The University of Vimy Ridge: USask on the front lines
As Canada prepares to commemorate Vimy Ridge Day on Wednesday, April 9, On Campus News takes a look at how one faculty member from the University of Saskatchewan (USask) brought a little part of the university to the front lines overseas more than a century ago.
By James ShewagaA total of 345 USask students, staff, faculty and alumni served in the First World War, with 69 never returning home.

In the midst of the mayhem and the tragedy of trench warfare in the Great War, USask faculty member Dr.Edmund Oliver (PhD) helped provide the student soldiers with a break from the death and destruction and a reminder of what awaited them back home, by delivering lectures and lessons on the Western Front in northern France.
The first history professor at the new University of Saskatchewan, Oliver was recruited to come to Saskatoon by President Walter Murray in 1908 to help establish the university, before being appointed principal of Presbyterian Theological College – later renamed St.
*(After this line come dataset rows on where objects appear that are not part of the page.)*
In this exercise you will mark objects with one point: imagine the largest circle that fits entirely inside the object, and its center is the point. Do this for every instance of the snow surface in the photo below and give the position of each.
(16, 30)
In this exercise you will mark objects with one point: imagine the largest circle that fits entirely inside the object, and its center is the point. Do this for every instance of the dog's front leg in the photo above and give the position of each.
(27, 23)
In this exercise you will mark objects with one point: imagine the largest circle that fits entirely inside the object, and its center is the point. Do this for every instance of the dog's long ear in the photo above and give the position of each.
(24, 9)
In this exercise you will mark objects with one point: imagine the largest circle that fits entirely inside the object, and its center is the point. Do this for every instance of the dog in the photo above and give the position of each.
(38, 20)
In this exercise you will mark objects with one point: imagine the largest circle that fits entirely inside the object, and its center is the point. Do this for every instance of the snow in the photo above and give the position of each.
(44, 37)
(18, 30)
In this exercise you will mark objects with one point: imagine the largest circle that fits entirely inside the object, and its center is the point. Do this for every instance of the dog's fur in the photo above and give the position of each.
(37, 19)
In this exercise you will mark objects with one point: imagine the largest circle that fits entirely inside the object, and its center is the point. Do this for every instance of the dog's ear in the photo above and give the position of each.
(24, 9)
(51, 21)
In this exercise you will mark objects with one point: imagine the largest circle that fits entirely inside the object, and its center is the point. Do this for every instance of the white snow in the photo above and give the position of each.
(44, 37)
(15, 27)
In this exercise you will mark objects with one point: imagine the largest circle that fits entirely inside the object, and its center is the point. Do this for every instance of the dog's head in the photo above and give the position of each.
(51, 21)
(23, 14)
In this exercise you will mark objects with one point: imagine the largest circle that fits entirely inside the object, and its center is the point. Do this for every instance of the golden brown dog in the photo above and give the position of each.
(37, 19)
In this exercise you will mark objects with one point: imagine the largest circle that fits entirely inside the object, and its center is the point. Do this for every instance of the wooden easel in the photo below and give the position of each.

Andrew’s College. With the outbreak of the First World War, Oliver joined the Canadian Expeditionary Force in 1916 at the rank of captain and served as a chaplain overseas.
In France, as the war entered its fourth year, Oliver and his colleagues established the University of Vimy Ridge in December of 1917, with officers and support staff volunteering to help teach the troops in makeshift facilities – from damaged churches, buildings and homes to large army tents, at times within artillery range of the enemy. As the front lines shifted during offensive actions and defensive maneuvers, classes were held for soldiers on leave, in an ever-changing variety of locations behind the 30-mile Canadian front at Vimy Ridge.

“The army is a great place to start a university,” Oliver wrote in a December 1917 letter to the university’s The Sheaf student newspaper. “Military exigencies are always changing your arrangements. A whole programme will be altered, owing to a fresh disposition or some military change. On the other hand, one does not need to bother his head much about finances, as we pay no salaries … I have arranged to give each battalion a lecture when it comes out of the trenches.”
Oliver was selected to serve as president of the fledgling university and would often drive a bicycle right to the front lines to teach classes and deliver books to the student-soldiers in the trenches. Despite the challenges of trying to teach students in the middle of a war zone, Oliver’s efforts paid off, reporting in February of 1918 that more than 6,000 troops had attended lectures and close to 4,000 had taken part in classes, with more than 4,000 books loaned to the student-soldiers in just one week.
“Well, our reading room is so full that there are lots of boys standing up, and more are coming in through the door,” Oliver wrote in a letter to his wife Rita back home in Saskatoon. “I glance up and there a fellow stands with a gasmask in his hand reading Tennyson.”

Classes and lectures were provided in agriculture, business, science, and citizenship, educating and equipping the soldiers with skills and expertise – not to mention hope for the future – to help them eventually return to the university community and reintegrate into post-war society.
“The Vimy Ridge University scheme has many adjustments to make, but we men welcome the scheme and will take as much advantage as possible of its advantages,” Captain Graham Reynolds of Emmanuel College at USask wrote to President Murray in January, 1918. “Dr. Oliver is working like a horse, he has the enthusiastic support of leading men in our division, and I am sure he will make things go with a swing.”
Dozens of USask students attended the University of Vimy Ridge, which provided a refuge from the horrors of battle and a reminder of what awaited them back home on campus after the war. Tragically, many students from USask – including John James Moore from the historic first graduating class of 1912 – never had the chance to attend the lectures and lessons, falling in the historic Battle of Vimy Ridge a few months before the overseas university had been established.
University of Vimy Ridge operations were suspended in April of 1918 when the Germans launched a massive spring offensive. Seven months later – on November 11, 1918 – the war was over and Oliver returned home to Saskatchewan.

“The centre of interest is now shifted from the armies in the field to the army at home,” Murray wrote in a letter to Oliver at the end of the war that took 69 USask lives, with more than 100 wounded, with 33 awarded medals of valour. “Demobilization is giving rise to a number of very difficult problems, and the attitude of the returned soldier is incalculable and important.”
Post-war, Oliver returned to his passion in a life of service, working in theological education, taking part in the discussions that led to the formation of the United Church of Canada, and serving on two Canadian Royal Commissions. He passed away in 1935 at the age of 53, with Oliver Crescent in Saskatoon’s Greystone Heights neighborhood named in his honour.